A omissão governamental – também velha conhecida – é uma peste encontradiça, na favela, do mesmo modo que as chuvas torrenciais que com frequência tudo alaga e encharca por ali. A ela se junta, para desespero dos padres engajados, o baixo envolvimento concreto do alto clero local – talvez conhecido do atual Papa Francisco, de quem se diz que atuou em situações parecidas como as da Villa Virgen.
Cenas de confronto entre manifestantes e policiais dão tensão ao filme, juntando-se às angustiantes situações vividas por jovens drogados que os padres tentam recuperar, sem sucesso, e tentam proteger – o que leva ao assassinato do Padre Julián numa cena-denúncia de alto impacto, em que pese a banalidade de situações semelhantes em favelas latino-americanas.
A sensibilidade e os restos de humanidade que perduram nas circunstâncias vividas pela massa miserável, pelos padres e pela assistente social (estes, claramente os agentes exógenos, diferentes, que se indignam e se colocam de corpo e alma na tarefa de ajudar a melhorar as condições de vida no local, no esteio de uma fé socialmente engajada) se destacam na figura do padre Nicolás, um belga de família rica que, depois de passar um ano em retiro espiritual, sem se comunicar, em absoluto silêncio, termina em Villa Virgen para auxiliar Julián, a quem conhecera antes, passando a respeitar e admirar. Torna-se inevitável seu envolvimento com Lucia, o que gera uma crise vocacional que coloca em risco sua condição de sucessor de Julián.

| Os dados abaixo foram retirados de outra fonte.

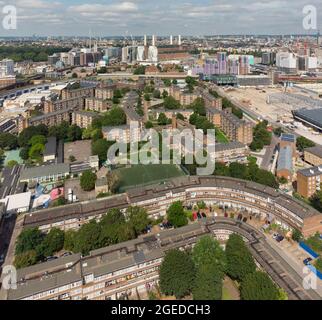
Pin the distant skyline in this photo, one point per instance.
(138, 17)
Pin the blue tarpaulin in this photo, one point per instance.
(316, 272)
(308, 250)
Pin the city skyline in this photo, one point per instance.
(78, 17)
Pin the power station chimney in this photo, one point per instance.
(154, 40)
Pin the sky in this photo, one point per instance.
(163, 17)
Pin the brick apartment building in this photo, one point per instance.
(313, 155)
(309, 181)
(83, 119)
(96, 104)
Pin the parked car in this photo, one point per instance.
(279, 238)
(66, 254)
(48, 259)
(307, 261)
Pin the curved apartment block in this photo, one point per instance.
(247, 197)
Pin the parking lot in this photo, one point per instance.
(82, 195)
(81, 150)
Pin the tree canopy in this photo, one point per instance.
(176, 215)
(302, 143)
(177, 273)
(258, 286)
(87, 181)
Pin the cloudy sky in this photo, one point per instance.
(163, 17)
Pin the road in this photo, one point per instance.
(269, 154)
(10, 184)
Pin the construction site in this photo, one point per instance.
(276, 104)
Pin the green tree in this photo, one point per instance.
(180, 116)
(177, 273)
(156, 94)
(138, 219)
(87, 238)
(239, 259)
(207, 284)
(258, 286)
(176, 215)
(38, 139)
(148, 125)
(87, 181)
(8, 141)
(12, 163)
(28, 240)
(28, 133)
(53, 242)
(302, 143)
(36, 151)
(24, 153)
(162, 119)
(208, 251)
(171, 103)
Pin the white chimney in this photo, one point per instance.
(154, 41)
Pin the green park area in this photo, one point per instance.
(221, 137)
(146, 174)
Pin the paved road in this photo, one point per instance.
(270, 151)
(295, 268)
(10, 184)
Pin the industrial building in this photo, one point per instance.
(313, 155)
(312, 118)
(309, 181)
(285, 163)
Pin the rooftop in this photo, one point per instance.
(317, 151)
(312, 117)
(285, 159)
(311, 172)
(43, 171)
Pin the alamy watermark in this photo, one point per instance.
(310, 17)
(9, 17)
(9, 277)
(171, 146)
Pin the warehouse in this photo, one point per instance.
(313, 118)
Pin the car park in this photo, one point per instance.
(66, 254)
(307, 261)
(48, 259)
(279, 238)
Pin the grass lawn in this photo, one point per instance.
(230, 290)
(146, 174)
(220, 137)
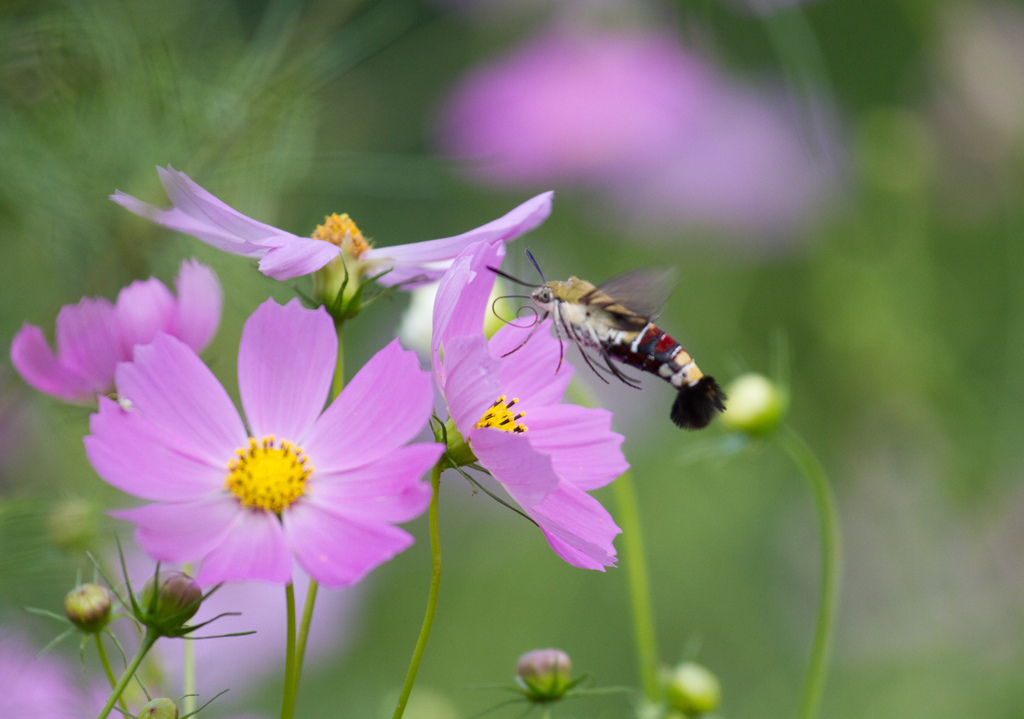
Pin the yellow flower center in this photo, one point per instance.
(499, 416)
(268, 474)
(341, 230)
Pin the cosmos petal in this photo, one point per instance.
(385, 406)
(253, 549)
(171, 387)
(338, 551)
(286, 364)
(200, 304)
(183, 531)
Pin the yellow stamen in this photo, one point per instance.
(499, 416)
(268, 475)
(339, 228)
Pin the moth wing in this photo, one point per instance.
(642, 292)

Morte este, o padre belga volta à vida de monge, recluso (a figura da Igreja conservadora), mas termina voltando ao projeto em Villa Virgen (a Igreja progressista resistindo, Lucia atraindo ou as duas coisas?).
A história de Macaquinho (assim chamado por subir no telhado para fugir às surras paternas), um jovem drogado na luta por recuperação, sob amparo dos padres, é um dos fios condutores do enredo, culminando com sua captura dramática, em uma das cenas mais fortes do filme, por ter assassinado um policial (Cruz) infiltrado na favela e colocado a serviço dos padres (que nada sabiam de sua condição de espião).
Embora se trate de um drama-denúncia, o roteiro e a direção conseguem evadir-se dos julgamentos chapados, deixando fluir a vida dos personagens de um modo que as contradições e conflitos sejam sentidos e avaliados pelos expectadores sem indução ao maniqueísmo, típico deste tipo de empreendimento cinematográfico. O filme não resolve situações que a vida não solucionou na América Latina, porque por aqui os super heróis ainda não deram o ar de sua graça, e mesmo os mais fiéis seguidores de Jesus Cristo titubeiam, diante de tanta miséria, corrupção, descaso e abandono.